Amendment made: 1, page 2, line 11, leave out “and within their field of expertise”—(Michelle Donelan.)
This amendment removes the express limitation that academic freedom covers only matters within an academic’s field of expertise.
Amendment proposed: 17, page 2, line 14, at end insert—
“(c) to conduct research,
(d) to engage in intellectual inquiry and contribute to public debate,
(e) to criticise any institution,
(f) to be affiliated to any institution, and
(g) to be a member of a trade union body,”—(Matt Western.)
This amendment would widen the definition of academic freedom.
Question put, That the amendment be made.
The House divided: Ayes 152, Noes 284.
Question accordingly negatived.
Amendments made: 2, page 2, line 28, leave out
“and within their field of expertise”.
See explanatory statement for Amendment 1.

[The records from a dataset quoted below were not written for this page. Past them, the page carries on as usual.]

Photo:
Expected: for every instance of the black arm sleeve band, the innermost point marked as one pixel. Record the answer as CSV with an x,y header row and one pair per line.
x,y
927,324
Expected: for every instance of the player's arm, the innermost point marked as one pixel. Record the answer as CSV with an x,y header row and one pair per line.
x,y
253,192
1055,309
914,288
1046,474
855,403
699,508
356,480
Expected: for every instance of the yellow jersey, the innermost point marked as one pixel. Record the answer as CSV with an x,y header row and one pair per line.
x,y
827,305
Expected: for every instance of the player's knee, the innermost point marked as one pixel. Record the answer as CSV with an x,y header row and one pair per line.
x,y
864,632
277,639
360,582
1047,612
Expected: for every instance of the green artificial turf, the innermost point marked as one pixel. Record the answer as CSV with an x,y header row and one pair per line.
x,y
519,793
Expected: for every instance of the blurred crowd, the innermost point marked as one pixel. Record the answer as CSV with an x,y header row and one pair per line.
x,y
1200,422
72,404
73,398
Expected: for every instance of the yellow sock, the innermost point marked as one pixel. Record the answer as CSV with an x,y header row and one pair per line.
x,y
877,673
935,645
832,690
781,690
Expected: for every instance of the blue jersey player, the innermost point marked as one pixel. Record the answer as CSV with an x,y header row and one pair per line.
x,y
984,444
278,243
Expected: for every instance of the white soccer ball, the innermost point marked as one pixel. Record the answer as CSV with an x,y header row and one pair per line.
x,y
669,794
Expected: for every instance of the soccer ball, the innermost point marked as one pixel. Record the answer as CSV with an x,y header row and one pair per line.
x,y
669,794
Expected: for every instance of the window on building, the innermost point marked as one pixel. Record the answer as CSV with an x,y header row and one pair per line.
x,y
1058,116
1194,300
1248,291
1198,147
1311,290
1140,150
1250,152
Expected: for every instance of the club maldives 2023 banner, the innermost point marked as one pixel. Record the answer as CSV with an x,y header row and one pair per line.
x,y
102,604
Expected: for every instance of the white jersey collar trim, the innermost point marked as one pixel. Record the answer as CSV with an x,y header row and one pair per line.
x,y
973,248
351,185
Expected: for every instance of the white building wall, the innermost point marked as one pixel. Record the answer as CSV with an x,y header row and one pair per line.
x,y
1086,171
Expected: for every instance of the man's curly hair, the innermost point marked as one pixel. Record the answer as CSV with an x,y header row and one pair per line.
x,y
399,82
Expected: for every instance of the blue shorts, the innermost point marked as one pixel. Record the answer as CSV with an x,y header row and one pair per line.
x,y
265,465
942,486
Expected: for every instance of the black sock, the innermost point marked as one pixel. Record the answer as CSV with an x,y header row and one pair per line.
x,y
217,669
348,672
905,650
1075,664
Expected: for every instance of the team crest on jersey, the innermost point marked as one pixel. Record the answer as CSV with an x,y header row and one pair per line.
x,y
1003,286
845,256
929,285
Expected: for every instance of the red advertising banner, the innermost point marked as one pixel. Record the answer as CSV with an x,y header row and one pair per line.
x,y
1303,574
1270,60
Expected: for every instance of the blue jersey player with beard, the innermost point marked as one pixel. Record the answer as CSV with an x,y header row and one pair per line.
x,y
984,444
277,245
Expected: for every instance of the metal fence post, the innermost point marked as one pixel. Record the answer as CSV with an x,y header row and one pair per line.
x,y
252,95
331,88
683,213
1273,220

Amendment 3, page 2, line 29, at end insert—
‘(9A) In order to achieve the objective in subsection (2), the governing body of a registered higher education provider must secure that, apart from in exceptional circumstances, use of its premises by any individual or body is not on terms that require the individual or body to bear some or all of the costs of security relating to their use of the premises.’
This amendment would place a new duty on governing bodies of registered higher education providers to secure freedom of speech for certain persons by requiring such providers to secure that use of its premises is not conditional on requiring the person wishing to use them to bear the costs of security - unless there are exceptional circumstances.
Amendment 4, page 2, line 39, leave out “duty in section A1(1)” and insert
“duties in section A1(1) and (9A)”
This amendment is consequential on the changes made by Amendments 3 and 6.
Amendment 5, page 2, line 46, after “provider” insert
“and any students’ union for students at the provider”.
The duties on registered higher education providers and constituent colleges to secure freedom of speech extends to taking steps as regards the activities of its students’ unions (which will include JCRs and MCRs of colleges). Expanding the matters which must be included in the code of practice is to reinforce this.
Amendment 6, page 3, line 9, at end insert
“(which must include its criteria for determining whether there are exceptional circumstances for the purposes of section A1(9A)).”—(Michelle Donelan.)
This amendment requires the code of practice maintained by a registered higher education provider to set out the provider’s criteria for deciding whether there are “exceptional circumstances” which will enable it to require a person wishing to use its premises to bear the costs of security.